音程は狂わない。声量も制御されている。それは、十年間積み上げてきたものだから、当然だった。
でも、何かが違った。
声に、震えがあった。
緊張からくる震えではない。何かを抱えながら、それでも前に進もうとする、確かな震えだった。

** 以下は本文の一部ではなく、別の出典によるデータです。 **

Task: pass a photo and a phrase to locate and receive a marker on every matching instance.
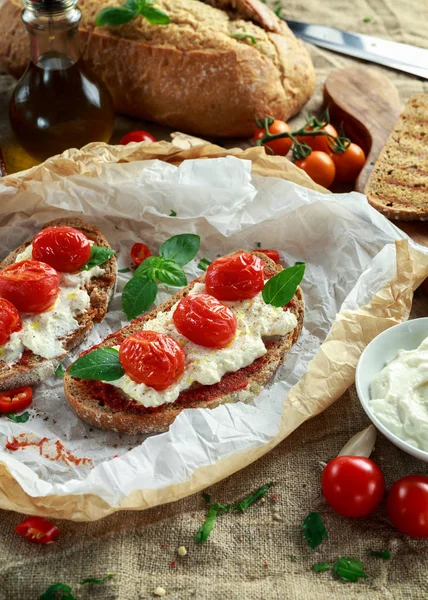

ツバキの目は、観客の方を見ていなかった。視線が、定まらず揺れていた。
俺は、それを見て分かった。
(誰を思い浮かべればいいか、まだ迷ってる)
歌は、まだ宙ぶらりんだった。技術はあるのに、行き先が定まらない声。空に向かって投げられた声が、誰にも受け止められずに消えていく。
このままだと、また、いつもの歌になる。
俺は、サイリウムを握った。
舞台に出るかどうか、迷った。でも、これはツバキが一人で乗り越えるべき瞬間だ。
その時。
ツバキの視線が、舞台の袖に、止まった。
シルが、そこに立っていた。
サイリウムを胸に抱えて、じっとツバキを見ていた。
ツバキの目が、シルに合った。
そして——歌が、変わった。
◇
声の震えが、止まった。
代わりに、声に、芯が通った。
ツバキの目が、シルだけを見ていた。たった一人だけに、声を届けようとしていた。
シルが、サイリウムを掲げた。オレンジの光が、夜の境内に灯った。
ツバキの歌声が、その光に呼応するように、強くなった。
観客が、息を呑んだ。
「……あれは」「歌が……変わった……?」「なんと美しい……!」
レナが、隣で小さく言った。「……変わったな」
「ああ」
俺は、ツバキの歌を聴いていた。
技術は変わらない。でも、声に体温があった。シルに届けようとする一心が、声の中に確かに乗っていた。
歌が、続いた。
ツバキの目から、涙が一筋流れた。
歌いながら、泣いていた。声は乱れなかった。技術が、その涙を支えていた。
夜空に、光が満ちていった。
シルのサイリウムの光と、ツバキの歌声が共鳴して、境内全体がオレンジに包まれていく。提灯の灯りと混ざって、神社の屋根まで、温かい光が満ちた。
観客が、誰からともなく、すすり泣き始めた。
「……なんと美しい歌でありんしょう」「胸が、痛い……」「これが、心を込めた歌……」
ツバキの一曲が、終わった。
境内が、静まり返った。
それから、割れんばかりの拍手が、夜空に響いた。
◇
ツバキは、舞台の上で、肩で息をしていた。
涙が、まだ頬を伝っていた。
俺は、舞台の袖から歩み出た。
「ツバキさん」
ツバキが、こちらを見た。
「……アキ様」
「いい歌じゃねえか」
その瞬間、ツバキの涙が、また溢れた。
「……これが」とツバキは言った。「これが、心を込めるということでありんすね……」
「そうです」
「わっち……」ツバキの声が、震えた。「初めて、分かりんした。歌を、誰かに届けるということが」
「シルさんを見て歌いましたね」
「……はい」ツバキが、舞台の袖を見た。シルが、サイリウムを抱えて、じっとこちらを見ていた。「あの子の光が見えたとき、急に、何を歌えばいいか分かりんした。あの子に、届けたいと思いんした」
「届きました」
「……本当に、でありんすか」
「観客みんな泣いてました。あなたの歌は、ちゃんと届きました」
ツバキは、もう一度、涙を拭った。
それから、深く頭を下げた。
「……ありがとうございんす」
その言葉は、十年間誰にも言ったことのない、心からの感謝だった。
夜空に、まだ光の余韻が、ゆらりと残っていた。
太鼓の音が、また一つ、祭りの続きを告げるように響いた。